Today there is usually a better choice for tooth restoration than a resin crown. Their main advantage is the lower price, however if you can afford, it's usually better to for a porcelain crown.

All resin crowns are comparatively less expensive but they undergo wear and tear with time and are vulnerable to fractures.

They are constructed from composite material which is similar to the one used for normal color fillings in the mouth. They are the most natural looking crowns as compared to others.

These are best suitable for restoring front teeth. They also do not wear down the tooth opposing them.

Long back in 1839, the first resin that was used for tooth restoration was vulcanized rubber. After that, technology has progressed and many other types of resins have been discovered which can easily be used for dental applications.

Presently in dentistry, acrylic polymer resins are most commonly used in crowns and dentures. Another common variety that is used is Polymethyl Methacrylate. This particular variety of resin is prepared by blending chemical units known as monomers along with activating chemicals. This enables the monomers to link together and react in order to form long chain polymers. With the reaction in progress, these resins may harden at room temperature. Other types may need ultraviolet light or heat to catalyze the required change.

Composite resins

These crowns are the ideal option for a perfect smile. It is a silicon dioxide mixture filled with tooth colored plastic matter, which is very helpful in restoring the health and look of a tooth.

Since these crowns are not made of metals they can easily be mixed in to a number of shades to match the shade of an individual’s natural teeth.

It also protects the remaining part of the tooth from breakage and temperature changes.

The resin crowns are aesthetically very appealing as they represent the natural look and color of a tooth. In addition, they are metal free. A major disadvantage is that a large part of the tooth structure is removed for placing this crown. Gingival inflammation is more common with this type of crown.

Procedure for fitting a resin crown

It generally is a matter of two visits to the dentist for placing a resin crown. This is so because it takes time as the crown which suits your tooth perfectly has to be hand crafted or custom made in the laboratory which requires skill and expertise.

Initially the tooth under treatment is numbed with local and topical anesthetic. After that, any kind of decay on the tooth is removed. Next, the tooth is reshaped with the help of a hand piece. Then a precise impression of the tooth is taken and a temporary crown is fitted on the tooth.

In the meantime, the permanent crown is manufactured in the laboratory. When the final resin crown is ready, again, the tooth is numbed and the new crown is fitted on it.
Personal care has to be taken when the temporary crown is placed on the tooth. The success of the treatment and the health of the gums all depend on this care.

How much does a resin crown cost?

Resin crowns in the US cost around $300. Resin is an affordable type of dental crown, however since it wears out relatively easily, you might want to consider some other type of crown.
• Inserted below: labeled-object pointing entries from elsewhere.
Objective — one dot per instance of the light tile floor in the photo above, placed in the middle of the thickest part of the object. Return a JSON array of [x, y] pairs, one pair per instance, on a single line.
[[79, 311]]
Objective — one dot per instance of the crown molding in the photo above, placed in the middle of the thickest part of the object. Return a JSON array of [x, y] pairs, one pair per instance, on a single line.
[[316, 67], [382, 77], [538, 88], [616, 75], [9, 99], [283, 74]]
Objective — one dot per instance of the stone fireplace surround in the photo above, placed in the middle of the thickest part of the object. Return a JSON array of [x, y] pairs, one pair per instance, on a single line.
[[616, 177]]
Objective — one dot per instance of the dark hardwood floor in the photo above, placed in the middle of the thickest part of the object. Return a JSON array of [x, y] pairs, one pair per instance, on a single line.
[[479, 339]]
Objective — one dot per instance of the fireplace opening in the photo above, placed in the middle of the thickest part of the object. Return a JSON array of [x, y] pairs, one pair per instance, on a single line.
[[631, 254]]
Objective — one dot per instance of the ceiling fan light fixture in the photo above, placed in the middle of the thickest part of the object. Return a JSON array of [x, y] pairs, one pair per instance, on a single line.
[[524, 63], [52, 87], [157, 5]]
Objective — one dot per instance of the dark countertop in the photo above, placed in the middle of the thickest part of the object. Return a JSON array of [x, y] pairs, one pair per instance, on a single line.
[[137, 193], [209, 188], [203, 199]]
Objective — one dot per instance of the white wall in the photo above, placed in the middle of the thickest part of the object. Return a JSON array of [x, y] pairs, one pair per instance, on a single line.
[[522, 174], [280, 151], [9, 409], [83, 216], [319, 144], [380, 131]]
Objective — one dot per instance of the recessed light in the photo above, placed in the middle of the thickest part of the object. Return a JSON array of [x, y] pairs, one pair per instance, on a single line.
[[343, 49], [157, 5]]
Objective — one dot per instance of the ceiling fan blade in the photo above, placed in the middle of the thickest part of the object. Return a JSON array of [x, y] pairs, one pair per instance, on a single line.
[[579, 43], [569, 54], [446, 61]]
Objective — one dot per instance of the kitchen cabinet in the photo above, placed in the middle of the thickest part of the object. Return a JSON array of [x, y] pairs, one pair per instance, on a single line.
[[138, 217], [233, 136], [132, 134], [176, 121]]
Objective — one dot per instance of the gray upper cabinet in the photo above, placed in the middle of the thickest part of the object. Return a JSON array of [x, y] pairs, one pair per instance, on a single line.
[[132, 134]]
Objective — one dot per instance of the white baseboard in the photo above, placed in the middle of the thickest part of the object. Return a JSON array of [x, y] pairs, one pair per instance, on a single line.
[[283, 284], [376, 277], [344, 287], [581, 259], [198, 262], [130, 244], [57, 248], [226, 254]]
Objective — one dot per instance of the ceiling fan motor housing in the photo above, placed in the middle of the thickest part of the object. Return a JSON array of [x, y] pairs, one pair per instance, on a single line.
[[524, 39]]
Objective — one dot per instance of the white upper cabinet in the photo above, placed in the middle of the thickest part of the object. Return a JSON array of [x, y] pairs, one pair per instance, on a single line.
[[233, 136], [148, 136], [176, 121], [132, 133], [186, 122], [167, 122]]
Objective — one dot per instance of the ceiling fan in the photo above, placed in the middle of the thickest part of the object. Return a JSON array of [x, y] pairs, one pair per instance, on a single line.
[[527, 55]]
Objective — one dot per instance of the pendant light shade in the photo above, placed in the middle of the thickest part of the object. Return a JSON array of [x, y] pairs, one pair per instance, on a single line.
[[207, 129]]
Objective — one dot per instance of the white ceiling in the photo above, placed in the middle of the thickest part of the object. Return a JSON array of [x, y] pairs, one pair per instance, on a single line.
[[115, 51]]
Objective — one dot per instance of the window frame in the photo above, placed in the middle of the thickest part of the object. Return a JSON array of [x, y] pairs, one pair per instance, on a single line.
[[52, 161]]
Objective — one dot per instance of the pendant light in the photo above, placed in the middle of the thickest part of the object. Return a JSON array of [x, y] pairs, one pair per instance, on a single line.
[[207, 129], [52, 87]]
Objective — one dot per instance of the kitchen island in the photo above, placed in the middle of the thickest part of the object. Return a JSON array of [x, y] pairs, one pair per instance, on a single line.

To learn more about prices, read our article about dental crown costs.

Other crown types

Nowadays mostly all porcelain crowns are used to restore front teeth. The most popular types are zirconia, emax and lava crowns. Even though they are more expensive than resin crowns they are much more durable, so they might actually be more affordable on the long term.

Sometimes porcelain fused to metal crowns are also used for front teeth restoration, however this type of crown is somewhat less aesthetic than the all ceramic crowns.